Challenges: As access to data and analysis proliferates, there is an increased chance of errors, conflicting results, and cognitive bias—not to mention the fact that too much information can be difficult to digest. And although routine queries have become much easier to perform, data is still not a DIY project for most organizations.
Acquiring, cleaning, managing, and organizing data for analysis is still a large part of the job. Also, getting the most out of data analysis requires understanding the nature of the data, including the inevitable quirks, inconsistencies, and errors.
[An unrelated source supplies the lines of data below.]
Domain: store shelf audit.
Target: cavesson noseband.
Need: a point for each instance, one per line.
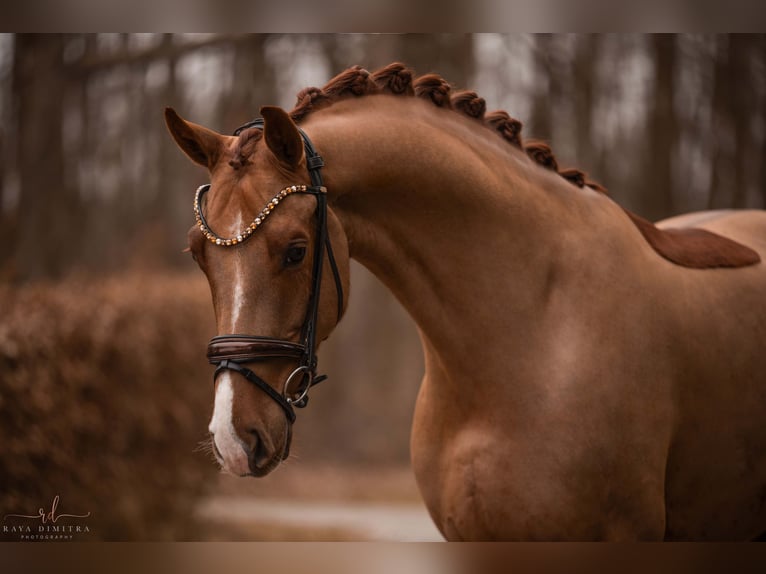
(231, 352)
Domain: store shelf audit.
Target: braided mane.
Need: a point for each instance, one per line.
(399, 80)
(688, 247)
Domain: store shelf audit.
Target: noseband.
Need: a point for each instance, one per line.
(231, 352)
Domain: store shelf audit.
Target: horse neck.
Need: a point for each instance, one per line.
(460, 226)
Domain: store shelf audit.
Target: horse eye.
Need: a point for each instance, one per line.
(295, 254)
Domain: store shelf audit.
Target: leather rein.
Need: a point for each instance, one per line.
(231, 352)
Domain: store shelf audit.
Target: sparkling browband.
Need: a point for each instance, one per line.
(259, 219)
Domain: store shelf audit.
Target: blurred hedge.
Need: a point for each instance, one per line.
(104, 396)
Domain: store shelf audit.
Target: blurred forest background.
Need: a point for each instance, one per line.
(104, 390)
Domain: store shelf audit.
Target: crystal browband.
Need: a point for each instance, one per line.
(257, 222)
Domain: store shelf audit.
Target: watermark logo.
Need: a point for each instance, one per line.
(45, 524)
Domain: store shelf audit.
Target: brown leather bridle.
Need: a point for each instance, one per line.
(231, 352)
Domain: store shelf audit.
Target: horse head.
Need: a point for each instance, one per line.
(276, 258)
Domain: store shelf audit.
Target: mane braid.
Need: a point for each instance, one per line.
(398, 79)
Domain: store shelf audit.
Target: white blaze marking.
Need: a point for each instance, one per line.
(238, 298)
(222, 428)
(230, 446)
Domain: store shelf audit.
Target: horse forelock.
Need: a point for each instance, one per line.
(244, 147)
(398, 79)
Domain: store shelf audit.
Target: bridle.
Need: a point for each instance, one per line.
(231, 352)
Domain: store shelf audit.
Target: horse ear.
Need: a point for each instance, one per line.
(202, 145)
(282, 135)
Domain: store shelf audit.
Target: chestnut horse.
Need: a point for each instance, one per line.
(589, 375)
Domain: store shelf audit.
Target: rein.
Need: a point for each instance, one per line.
(232, 351)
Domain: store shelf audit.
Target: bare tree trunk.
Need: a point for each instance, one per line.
(254, 82)
(586, 56)
(46, 208)
(449, 55)
(741, 108)
(663, 129)
(541, 120)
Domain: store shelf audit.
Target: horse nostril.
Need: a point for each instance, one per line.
(259, 452)
(217, 452)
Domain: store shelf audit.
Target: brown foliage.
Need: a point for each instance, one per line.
(104, 397)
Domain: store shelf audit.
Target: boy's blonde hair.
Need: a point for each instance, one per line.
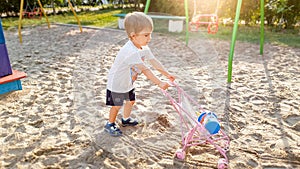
(137, 21)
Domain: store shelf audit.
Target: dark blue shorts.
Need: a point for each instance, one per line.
(117, 99)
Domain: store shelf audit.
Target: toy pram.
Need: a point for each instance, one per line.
(198, 126)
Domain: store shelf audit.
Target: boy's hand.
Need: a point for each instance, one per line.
(164, 85)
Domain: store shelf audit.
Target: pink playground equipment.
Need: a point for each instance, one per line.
(9, 79)
(199, 18)
(198, 126)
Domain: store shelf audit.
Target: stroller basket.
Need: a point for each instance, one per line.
(198, 126)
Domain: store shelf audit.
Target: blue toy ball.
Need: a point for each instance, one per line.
(210, 121)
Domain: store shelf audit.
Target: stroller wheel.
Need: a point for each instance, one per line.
(180, 154)
(222, 163)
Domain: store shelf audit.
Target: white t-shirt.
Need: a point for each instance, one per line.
(119, 76)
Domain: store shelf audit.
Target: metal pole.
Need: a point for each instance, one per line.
(147, 6)
(262, 24)
(41, 6)
(78, 21)
(20, 20)
(235, 28)
(186, 22)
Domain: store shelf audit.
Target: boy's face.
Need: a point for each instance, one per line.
(142, 38)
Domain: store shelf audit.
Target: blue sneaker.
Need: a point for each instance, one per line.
(112, 129)
(129, 122)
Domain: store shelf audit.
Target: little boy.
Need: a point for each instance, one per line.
(128, 63)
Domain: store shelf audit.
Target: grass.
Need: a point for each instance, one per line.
(105, 18)
(99, 18)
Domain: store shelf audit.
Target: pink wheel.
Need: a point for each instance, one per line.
(222, 163)
(180, 154)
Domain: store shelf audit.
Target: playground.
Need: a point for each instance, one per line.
(57, 120)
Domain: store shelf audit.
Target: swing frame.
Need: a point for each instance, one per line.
(43, 11)
(35, 11)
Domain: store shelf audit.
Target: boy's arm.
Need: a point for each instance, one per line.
(148, 73)
(159, 67)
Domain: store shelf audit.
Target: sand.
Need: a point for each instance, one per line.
(57, 120)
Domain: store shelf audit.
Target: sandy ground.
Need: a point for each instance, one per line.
(57, 120)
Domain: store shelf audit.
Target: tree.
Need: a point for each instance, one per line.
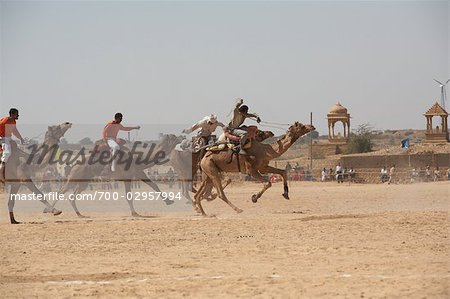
(361, 140)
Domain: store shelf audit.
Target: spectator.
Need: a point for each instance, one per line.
(67, 170)
(324, 174)
(437, 174)
(352, 174)
(339, 174)
(428, 173)
(384, 175)
(414, 175)
(391, 174)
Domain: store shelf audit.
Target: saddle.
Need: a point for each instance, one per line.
(14, 147)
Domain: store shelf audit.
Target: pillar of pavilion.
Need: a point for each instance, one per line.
(338, 113)
(439, 133)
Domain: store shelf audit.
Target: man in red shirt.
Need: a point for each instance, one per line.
(7, 129)
(110, 132)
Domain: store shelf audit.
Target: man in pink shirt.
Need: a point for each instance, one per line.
(110, 132)
(7, 129)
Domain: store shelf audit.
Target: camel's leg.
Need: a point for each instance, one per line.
(185, 187)
(81, 186)
(198, 196)
(130, 199)
(216, 180)
(35, 190)
(283, 174)
(218, 184)
(267, 184)
(11, 201)
(154, 186)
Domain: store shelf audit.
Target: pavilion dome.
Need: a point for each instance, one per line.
(338, 109)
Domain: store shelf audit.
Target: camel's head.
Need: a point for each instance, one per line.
(298, 129)
(54, 133)
(263, 135)
(169, 141)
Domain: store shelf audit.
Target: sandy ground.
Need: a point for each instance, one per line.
(329, 240)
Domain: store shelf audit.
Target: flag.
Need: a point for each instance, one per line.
(405, 143)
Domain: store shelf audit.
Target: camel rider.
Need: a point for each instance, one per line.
(110, 132)
(207, 126)
(240, 113)
(7, 129)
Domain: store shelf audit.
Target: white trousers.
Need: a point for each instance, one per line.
(6, 147)
(114, 147)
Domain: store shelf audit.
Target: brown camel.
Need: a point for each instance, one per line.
(187, 164)
(255, 163)
(21, 166)
(82, 174)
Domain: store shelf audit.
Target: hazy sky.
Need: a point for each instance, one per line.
(175, 62)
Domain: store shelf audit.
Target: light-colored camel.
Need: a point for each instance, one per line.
(255, 163)
(83, 174)
(21, 167)
(187, 163)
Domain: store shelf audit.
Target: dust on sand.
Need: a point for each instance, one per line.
(327, 241)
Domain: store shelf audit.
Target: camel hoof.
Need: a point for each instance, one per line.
(168, 202)
(56, 212)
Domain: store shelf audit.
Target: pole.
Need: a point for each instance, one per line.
(310, 145)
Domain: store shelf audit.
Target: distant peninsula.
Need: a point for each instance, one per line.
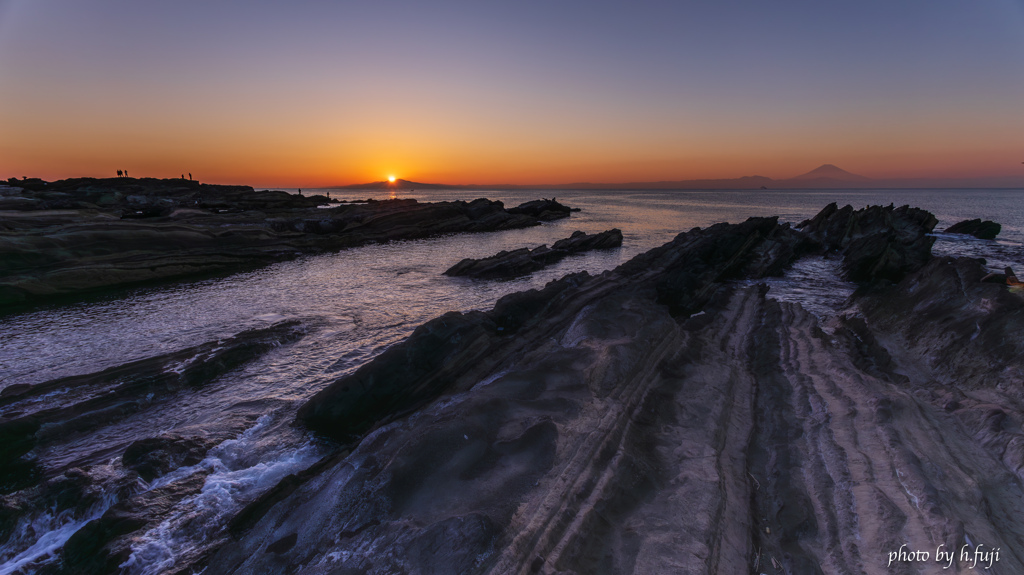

Building a solid data science and engineering team—and the culture that nourishes them—requires attracting scarce data talent, a better understanding of the data science workflow (many organizations are finding that long data pipelines require a wide variety of skills and tools), and balancing the tension between specialized and general-purpose data analysis tools.
Creating a data-driven culture also requires that non-expert business users develop a basic understanding of best data practices. As more non-experts manipulate data, the potential for misunderstanding what the data is telling you increases. (Hint: correlation is not causation.) Documenting provenance of data sources is increasingly important. Collaboration and reproducibility as cultural norms can help non-experts avoid errors and create valuable learning opportunities.
Trend: The Internet of Things (IoT)
Cheap networks and sensors herald a future with an Internet that’s always connected, always on, and nothing like the world of today. IDC predicts over 30 billion connected “things” will exist in the year 2020—each one generating data.
Challenges: Right now, there are no widely accepted open standards for the IoT—which means devices may not “talk” to each other, and data streams may not be compatible.
Smart things will generate billions of concurrent records that don’t have common structures (including geospatial, semi-structured sensor data, and sometimes binary data). Extracting understandable, meaningful insights from the resulting torrent can be complex.
Security considerations span not only a single program, but a whole network of programs and devices. And an always-on society creates consumers who expect information instantaneously, 24/7, requiring near real-time analysis.
Trend: Advances in Algorithms
These rarely make the news, but advances in algorithms have had a profound—if largely unrecognized—effect on our lives and on the ways data can be used. Deep neural networks (deep learning) excel at perception tasks and have been deployed in consumer products (such as Facebook and Google Brain).
Active learning uses algorithms for handling the “easier” or routine tasks, routing the difficult ones to humans. It’s been used for things like extracting unstructured data from web pages or transcribing with speech-to-text software.
Challenges: It is no longer enough that algorithms are accurate; in many cases they need to be scalable, fast, and interpretable as well. Not to mention impenetrable— algorithms can be used for evil as well as good.
Adversarial algorithms can be designed to attack intelligent systems. Secure machine learning (systems that are immune to adversarial attacks) and other privacy and security measures will become increasingly important.
What trends and challenges are you concerned about with the rise of Big Data?